4.23.2012

The Purge Part 7: Back in Black Part 3

This is a post about purging the past.

Two Sundays ago, as I do every Sunday, I took a bath, shaved all my unwanted body hair, scrubbed all the calluses from my heels and painted my toes. My toes are important to me! Some people understand, some think my quest for constant toe perfection is a bit silly, some have mentioned that it may be a flat out waste of time--but I love it. I love how my toes look when perfectly groomed into ten little perfect glossy canvases coated in la couleur de semaine.
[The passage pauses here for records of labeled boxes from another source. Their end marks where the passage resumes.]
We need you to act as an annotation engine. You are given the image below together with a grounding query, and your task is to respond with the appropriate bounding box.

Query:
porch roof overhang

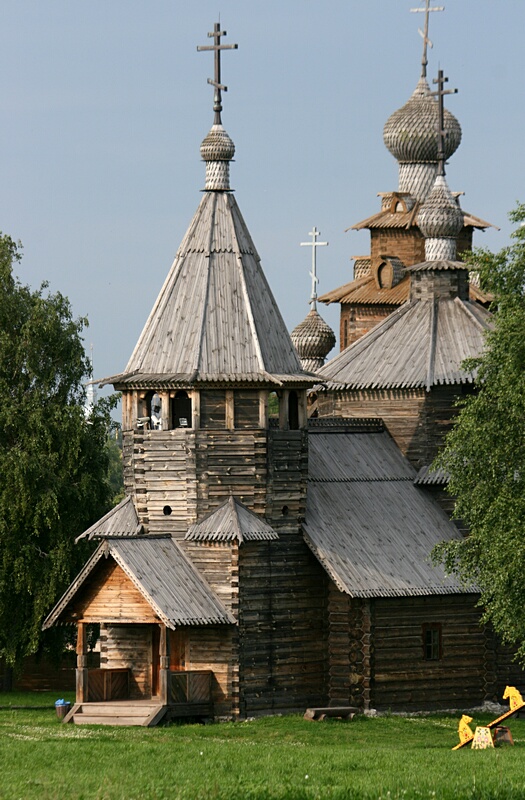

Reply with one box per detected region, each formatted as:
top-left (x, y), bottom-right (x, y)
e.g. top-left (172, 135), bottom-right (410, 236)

top-left (42, 536), bottom-right (237, 630)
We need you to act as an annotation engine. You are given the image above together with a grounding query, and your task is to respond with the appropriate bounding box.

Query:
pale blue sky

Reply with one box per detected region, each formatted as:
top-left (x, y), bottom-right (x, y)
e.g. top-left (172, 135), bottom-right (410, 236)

top-left (0, 0), bottom-right (525, 388)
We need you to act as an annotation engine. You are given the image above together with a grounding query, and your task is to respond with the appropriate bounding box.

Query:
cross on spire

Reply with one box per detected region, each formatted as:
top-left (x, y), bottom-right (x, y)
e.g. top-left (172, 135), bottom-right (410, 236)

top-left (197, 22), bottom-right (239, 125)
top-left (410, 0), bottom-right (445, 78)
top-left (300, 225), bottom-right (328, 311)
top-left (431, 69), bottom-right (458, 175)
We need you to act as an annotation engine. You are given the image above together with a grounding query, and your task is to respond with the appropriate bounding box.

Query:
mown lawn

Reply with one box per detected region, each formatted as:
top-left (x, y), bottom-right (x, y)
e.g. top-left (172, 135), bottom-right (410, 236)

top-left (0, 694), bottom-right (525, 800)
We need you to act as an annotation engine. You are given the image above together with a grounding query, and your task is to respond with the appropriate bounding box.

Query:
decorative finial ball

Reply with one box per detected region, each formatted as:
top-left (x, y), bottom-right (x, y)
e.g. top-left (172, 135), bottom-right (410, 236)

top-left (201, 125), bottom-right (235, 161)
top-left (383, 77), bottom-right (461, 164)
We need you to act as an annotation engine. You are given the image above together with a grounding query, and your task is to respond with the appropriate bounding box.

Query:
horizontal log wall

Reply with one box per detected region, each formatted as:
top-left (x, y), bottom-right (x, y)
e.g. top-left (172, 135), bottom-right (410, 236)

top-left (318, 386), bottom-right (468, 469)
top-left (186, 625), bottom-right (239, 719)
top-left (100, 625), bottom-right (153, 700)
top-left (371, 595), bottom-right (494, 710)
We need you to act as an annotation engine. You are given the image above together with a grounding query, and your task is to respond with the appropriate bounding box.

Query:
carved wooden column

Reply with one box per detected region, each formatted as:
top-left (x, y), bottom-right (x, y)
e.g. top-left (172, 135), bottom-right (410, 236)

top-left (76, 622), bottom-right (88, 703)
top-left (159, 625), bottom-right (170, 705)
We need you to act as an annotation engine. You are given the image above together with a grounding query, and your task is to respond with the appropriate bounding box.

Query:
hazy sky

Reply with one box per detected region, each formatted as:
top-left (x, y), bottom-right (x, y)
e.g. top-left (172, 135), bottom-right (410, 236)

top-left (0, 0), bottom-right (525, 396)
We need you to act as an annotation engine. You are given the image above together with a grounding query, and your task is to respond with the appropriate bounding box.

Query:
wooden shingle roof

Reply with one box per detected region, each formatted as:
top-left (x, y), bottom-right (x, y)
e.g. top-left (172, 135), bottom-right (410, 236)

top-left (319, 297), bottom-right (491, 391)
top-left (105, 191), bottom-right (311, 386)
top-left (75, 496), bottom-right (143, 542)
top-left (303, 428), bottom-right (465, 597)
top-left (184, 497), bottom-right (279, 544)
top-left (43, 536), bottom-right (235, 629)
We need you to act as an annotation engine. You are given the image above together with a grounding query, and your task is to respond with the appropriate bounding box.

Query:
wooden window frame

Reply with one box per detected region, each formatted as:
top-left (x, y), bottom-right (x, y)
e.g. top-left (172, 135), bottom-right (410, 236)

top-left (422, 622), bottom-right (443, 661)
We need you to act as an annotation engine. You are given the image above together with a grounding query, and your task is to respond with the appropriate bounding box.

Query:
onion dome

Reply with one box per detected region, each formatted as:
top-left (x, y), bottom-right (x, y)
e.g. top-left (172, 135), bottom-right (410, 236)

top-left (417, 175), bottom-right (463, 261)
top-left (383, 76), bottom-right (461, 200)
top-left (291, 308), bottom-right (335, 372)
top-left (201, 123), bottom-right (235, 192)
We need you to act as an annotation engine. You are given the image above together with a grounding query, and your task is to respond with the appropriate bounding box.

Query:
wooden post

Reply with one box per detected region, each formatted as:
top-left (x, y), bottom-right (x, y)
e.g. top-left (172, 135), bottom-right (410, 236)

top-left (259, 389), bottom-right (268, 430)
top-left (226, 389), bottom-right (235, 431)
top-left (277, 389), bottom-right (290, 431)
top-left (76, 622), bottom-right (88, 703)
top-left (159, 624), bottom-right (170, 705)
top-left (190, 391), bottom-right (201, 430)
top-left (160, 392), bottom-right (170, 431)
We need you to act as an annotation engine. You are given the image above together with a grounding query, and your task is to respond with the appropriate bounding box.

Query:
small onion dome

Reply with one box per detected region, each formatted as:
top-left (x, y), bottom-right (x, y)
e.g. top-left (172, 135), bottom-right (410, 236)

top-left (201, 125), bottom-right (235, 161)
top-left (201, 123), bottom-right (235, 192)
top-left (383, 77), bottom-right (461, 164)
top-left (291, 308), bottom-right (335, 371)
top-left (417, 175), bottom-right (463, 239)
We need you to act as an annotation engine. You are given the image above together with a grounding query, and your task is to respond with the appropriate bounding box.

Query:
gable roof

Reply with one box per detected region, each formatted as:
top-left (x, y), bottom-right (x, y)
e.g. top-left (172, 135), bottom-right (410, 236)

top-left (319, 297), bottom-right (492, 391)
top-left (303, 429), bottom-right (474, 597)
top-left (184, 496), bottom-right (279, 544)
top-left (42, 536), bottom-right (236, 629)
top-left (104, 191), bottom-right (312, 386)
top-left (75, 495), bottom-right (144, 542)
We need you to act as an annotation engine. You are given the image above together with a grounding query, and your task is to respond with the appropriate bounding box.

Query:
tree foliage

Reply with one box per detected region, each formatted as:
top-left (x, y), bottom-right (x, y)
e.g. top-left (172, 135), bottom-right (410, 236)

top-left (0, 236), bottom-right (116, 665)
top-left (434, 205), bottom-right (525, 663)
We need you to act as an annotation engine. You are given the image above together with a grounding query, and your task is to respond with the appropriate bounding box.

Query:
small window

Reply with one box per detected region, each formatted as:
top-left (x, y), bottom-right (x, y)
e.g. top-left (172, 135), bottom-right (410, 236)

top-left (171, 391), bottom-right (192, 428)
top-left (201, 390), bottom-right (226, 429)
top-left (288, 391), bottom-right (299, 431)
top-left (233, 391), bottom-right (259, 428)
top-left (423, 624), bottom-right (442, 661)
top-left (377, 262), bottom-right (394, 289)
top-left (268, 392), bottom-right (279, 421)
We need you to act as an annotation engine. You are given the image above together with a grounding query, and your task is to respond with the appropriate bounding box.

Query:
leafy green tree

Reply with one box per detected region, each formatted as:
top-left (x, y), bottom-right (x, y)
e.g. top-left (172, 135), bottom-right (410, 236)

top-left (434, 205), bottom-right (525, 663)
top-left (0, 235), bottom-right (116, 667)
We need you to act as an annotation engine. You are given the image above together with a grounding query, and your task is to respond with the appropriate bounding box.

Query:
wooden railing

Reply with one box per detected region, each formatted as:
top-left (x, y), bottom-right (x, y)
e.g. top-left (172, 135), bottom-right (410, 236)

top-left (88, 669), bottom-right (129, 703)
top-left (169, 669), bottom-right (213, 706)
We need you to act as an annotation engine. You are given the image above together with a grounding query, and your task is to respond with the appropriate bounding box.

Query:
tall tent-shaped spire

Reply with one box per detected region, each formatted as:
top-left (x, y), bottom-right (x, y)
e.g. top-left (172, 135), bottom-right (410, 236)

top-left (107, 24), bottom-right (311, 387)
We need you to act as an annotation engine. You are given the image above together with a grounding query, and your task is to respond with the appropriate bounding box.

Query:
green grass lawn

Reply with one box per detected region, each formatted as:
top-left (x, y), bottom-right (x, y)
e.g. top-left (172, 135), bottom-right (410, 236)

top-left (0, 694), bottom-right (525, 800)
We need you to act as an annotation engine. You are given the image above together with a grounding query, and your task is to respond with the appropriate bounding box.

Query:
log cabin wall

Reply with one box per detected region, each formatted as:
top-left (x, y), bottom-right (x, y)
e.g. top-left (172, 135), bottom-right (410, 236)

top-left (239, 526), bottom-right (328, 717)
top-left (182, 541), bottom-right (239, 719)
top-left (100, 624), bottom-right (153, 700)
top-left (186, 625), bottom-right (239, 719)
top-left (317, 385), bottom-right (470, 469)
top-left (371, 595), bottom-right (494, 711)
top-left (328, 581), bottom-right (371, 711)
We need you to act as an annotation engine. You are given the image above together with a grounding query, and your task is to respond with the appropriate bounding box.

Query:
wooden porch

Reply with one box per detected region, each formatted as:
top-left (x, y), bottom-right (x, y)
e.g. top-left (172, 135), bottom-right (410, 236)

top-left (64, 656), bottom-right (213, 727)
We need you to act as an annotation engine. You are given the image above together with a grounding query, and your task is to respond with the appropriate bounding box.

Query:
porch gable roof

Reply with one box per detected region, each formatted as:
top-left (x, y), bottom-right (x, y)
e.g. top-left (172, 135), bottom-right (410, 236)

top-left (42, 536), bottom-right (236, 630)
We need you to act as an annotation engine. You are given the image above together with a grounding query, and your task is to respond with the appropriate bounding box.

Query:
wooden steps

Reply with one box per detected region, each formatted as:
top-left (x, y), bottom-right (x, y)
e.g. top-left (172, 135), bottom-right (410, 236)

top-left (68, 700), bottom-right (167, 727)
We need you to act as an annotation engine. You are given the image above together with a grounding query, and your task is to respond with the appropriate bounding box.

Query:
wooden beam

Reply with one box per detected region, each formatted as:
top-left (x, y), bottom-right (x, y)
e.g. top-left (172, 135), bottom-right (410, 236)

top-left (159, 625), bottom-right (170, 705)
top-left (76, 622), bottom-right (88, 703)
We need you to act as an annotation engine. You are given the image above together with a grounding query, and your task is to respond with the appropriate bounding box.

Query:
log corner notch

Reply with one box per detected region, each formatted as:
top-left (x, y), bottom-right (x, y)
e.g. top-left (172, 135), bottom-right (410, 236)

top-left (159, 624), bottom-right (170, 706)
top-left (76, 622), bottom-right (88, 703)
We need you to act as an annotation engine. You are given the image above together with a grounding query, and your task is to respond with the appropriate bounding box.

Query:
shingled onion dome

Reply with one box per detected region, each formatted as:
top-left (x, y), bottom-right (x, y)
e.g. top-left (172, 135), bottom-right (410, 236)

top-left (201, 123), bottom-right (235, 192)
top-left (291, 308), bottom-right (335, 372)
top-left (383, 76), bottom-right (461, 201)
top-left (417, 175), bottom-right (463, 261)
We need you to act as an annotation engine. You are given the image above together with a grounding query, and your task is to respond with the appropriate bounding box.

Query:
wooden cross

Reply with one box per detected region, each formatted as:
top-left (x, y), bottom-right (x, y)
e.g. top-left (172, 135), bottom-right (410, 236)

top-left (301, 225), bottom-right (328, 311)
top-left (431, 69), bottom-right (458, 175)
top-left (197, 22), bottom-right (239, 125)
top-left (410, 0), bottom-right (445, 78)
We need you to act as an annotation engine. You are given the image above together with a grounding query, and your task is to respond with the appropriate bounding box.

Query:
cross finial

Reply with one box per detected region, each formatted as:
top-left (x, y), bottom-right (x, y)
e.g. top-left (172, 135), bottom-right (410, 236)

top-left (431, 69), bottom-right (458, 175)
top-left (410, 0), bottom-right (445, 78)
top-left (301, 225), bottom-right (328, 311)
top-left (197, 22), bottom-right (239, 125)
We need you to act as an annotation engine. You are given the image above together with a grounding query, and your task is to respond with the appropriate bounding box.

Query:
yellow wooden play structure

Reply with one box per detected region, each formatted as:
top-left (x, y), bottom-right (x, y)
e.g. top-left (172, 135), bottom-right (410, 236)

top-left (452, 686), bottom-right (525, 750)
From 2004 until late last year I only ever painted my toes one color: black. Always black. Every week the same; and if you look at any given picture of me from those years that includes my feet you will see ten perfect black toenails. It's true, just look at the header on this very blog.
Then one day in Boston I picked up a bottle of red nail polish at the pharmacy.
Then grey.
Then pink.
Now my nail bag looks like it might belong to Rainbow Brite, and the only color I haven't used since December was black. That is, until last Sunday.

I was feeling nostalgic, I guess. I went off one of my meds and was feeling rather like my old self, and I guess that's why I slicked three coats of black polish on each of my clipped and groomed toenails, laid back to admire my handiwork, set my alarm, and went to sleep.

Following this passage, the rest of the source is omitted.